# Marvel Mystery Oil in 2 stroke engines?



## sacalait (Apr 12, 2010)

Has anyone ever used MMO in there outboard? I have a 78 20hp Mercury and thinking about using MMO in the fuel. If so how much and what other options are there?


----------



## Quackrstackr (Apr 12, 2010)

Other options... how about a standard 2 cycle oil found at most every big box store, auto parts store, gas station and marina in the country?

Why in the world would you want to run MMO instead of regular 2 cycle oil? That stuff's claim is lubricating parts where normal motor oil doesn't reach, such as the fuel system. You do not have that problem when you are already running 2 cycle oil in your gas.


----------



## Nevillizer (Apr 12, 2010)

I've used it in engines before but not as a substitue for 2 cycle oil in the gas mix. I'm gonna say probably not a good idea.

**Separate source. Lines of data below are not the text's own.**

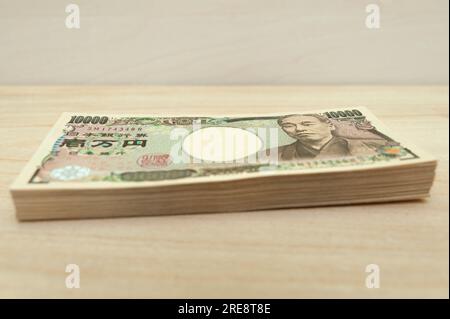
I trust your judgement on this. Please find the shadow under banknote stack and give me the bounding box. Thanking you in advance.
[11,108,436,220]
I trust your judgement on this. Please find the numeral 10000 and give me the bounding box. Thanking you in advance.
[325,110,362,119]
[68,115,108,124]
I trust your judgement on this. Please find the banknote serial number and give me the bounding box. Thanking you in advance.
[67,115,108,124]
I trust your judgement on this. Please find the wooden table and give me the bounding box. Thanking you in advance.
[0,86,449,298]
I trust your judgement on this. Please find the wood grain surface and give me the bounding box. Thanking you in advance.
[0,86,449,298]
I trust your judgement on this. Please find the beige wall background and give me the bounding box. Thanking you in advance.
[0,0,449,84]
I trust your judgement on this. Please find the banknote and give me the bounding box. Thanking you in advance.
[28,108,420,184]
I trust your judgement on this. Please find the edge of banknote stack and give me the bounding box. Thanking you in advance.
[10,108,437,220]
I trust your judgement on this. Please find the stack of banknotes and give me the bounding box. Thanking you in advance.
[11,108,436,220]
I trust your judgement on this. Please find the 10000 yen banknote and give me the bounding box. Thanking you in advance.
[29,108,418,184]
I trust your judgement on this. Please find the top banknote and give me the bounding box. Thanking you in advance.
[20,108,430,184]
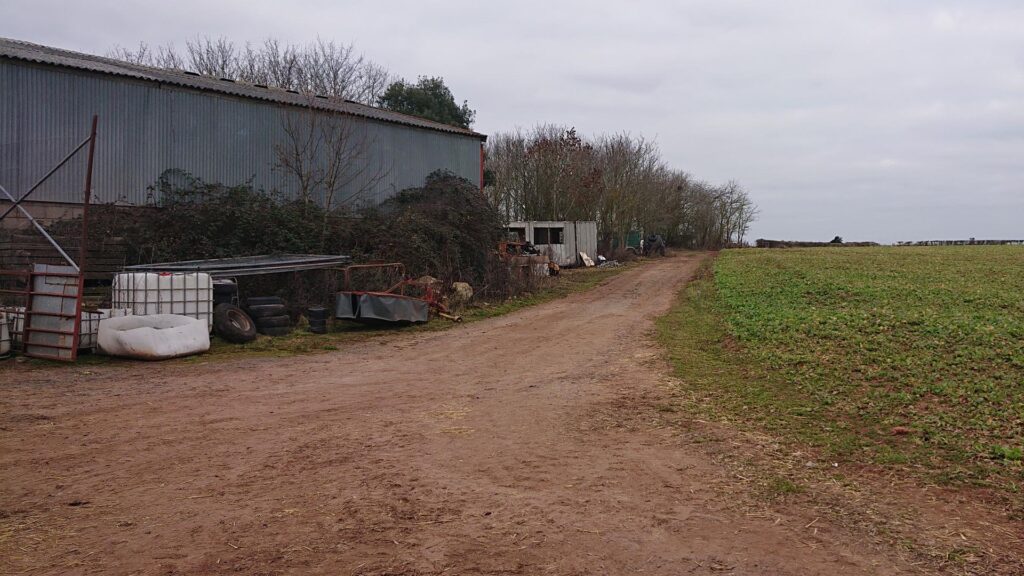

Works great for lubricating engines that are seized up from sitting around for decades.


----------



## sacalait (Apr 12, 2010)

Thanks will steer clear.


----------



## KICKEDBACK (Apr 12, 2010)

If you look on MMO web they have instructions/formula for using their stuff...it is not considered a substitute but an additive of sorts!I use it in my 95 Ford F150 6 banger(fuel additive) and see results every time...better fuel mileage but just don't see an advantage in my 25hp RUDE'. Just my opinion. :mrgreen:


----------